Jack has built automated trading systems for multi-million dollar investment portfolios, terabyte-scale recommender systems for Amazon, and personalized marketing for an iconic American beverage brand. Previously he led industrial applications of machine learning for global clients of Boston Consulting Group (BCG). Now he heads the data science team at Expedia, where he applies his deep expertise in product and pricing optimization.

Watch the episode (or read the transcript below) to learn:

A brief history about the evolution of the recommender system
How to choose the right KPI metric to come up with the right mixture of recommendations
Pitfalls to avoid when building your own recommender system
Hot topics in applying AI to retail in the next three to five years

Marlene Jia: Thank you all for joining our AI for Growth Executive series. In this interview series, we learn from executives at leading global companies who have successfully applied AI to their enterprise and their team.

My name is Marlene — you can call me MJ — and today we’ll be chatting with Jack Chua, who’s the Director of Data Science at Expedia. He’s also had a background at Amazon, working at BCG, so I think we’ll have a lot of really interesting things to learn from Jack today.

Jack, thanks for joining us. For our first question, we would love to hear more about you, your story, and how you first became interested in AI.

Jack Chua: It’s a field that a lot of us inadvertently land into. Obviously it’s super interesting and very high impact.

My path has been a bit unconventional. I started studying theoretical math at the University of Chicago. Maybe two or three years in, I thought to myself, “What the heck am I going to do with this degree?”

I looked into what was hot at the time. This was back in 2006. A lot of my peers were going into investment banking, hedge funds, that kind of space. I was thinking, “Is there a way to apply the theoretical math that I learned and merge that into the sexy M&A banking type of thing?”, and I stumbled into the field of quantitative finance.

I started voraciously reading books about option pricing, volatility trading, things where you can basically determine the underlying stochastic process of the instrument and trade, given its dynamics.

I was lucky. I got in before the whole subprime financial crisis hit, but I would say that was how I started bridging the gap between theoretical math and industry.

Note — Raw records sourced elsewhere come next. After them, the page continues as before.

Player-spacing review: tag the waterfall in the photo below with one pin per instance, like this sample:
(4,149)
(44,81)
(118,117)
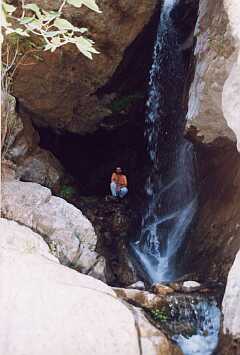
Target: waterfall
(170,187)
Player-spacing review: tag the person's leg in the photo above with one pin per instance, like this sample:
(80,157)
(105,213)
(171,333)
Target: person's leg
(113,188)
(123,191)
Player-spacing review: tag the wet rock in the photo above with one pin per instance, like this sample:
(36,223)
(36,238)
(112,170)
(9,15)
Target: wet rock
(143,299)
(191,286)
(60,310)
(160,289)
(112,221)
(64,227)
(153,341)
(139,285)
(230,335)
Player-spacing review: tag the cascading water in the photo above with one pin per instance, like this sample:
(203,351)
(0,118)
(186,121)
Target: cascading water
(170,187)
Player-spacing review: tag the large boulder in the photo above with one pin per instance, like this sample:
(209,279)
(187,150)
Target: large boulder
(230,337)
(61,89)
(215,90)
(213,114)
(113,221)
(68,231)
(20,144)
(47,308)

Another point in time came when I started doing high-frequency trading. It’s a field where not just the statistical elements of the trade are necessary but also the engineering elements, and I realized the gap between knowing the theory [and] actually being able to implement the theory, whether in C++ or Python or what-have-you.

At the time, coming from a pretty theoretical academic background and job, I had to sit down and learn how to code from scratch. That’s what led me to go back to graduate school in Georgia Tech in applied mathematics, and that’s where machine learning was really starting to burgeon. I started taking computational data analysis courses, learned from some of the best professors in the world there. A few years later, here we are today.

MJ: You’ve worked at Amazon, [and] you’ve worked on numerous projects within recommendation engines. How did you get started there and where did that lead you? Obviously you’re at Expedia now.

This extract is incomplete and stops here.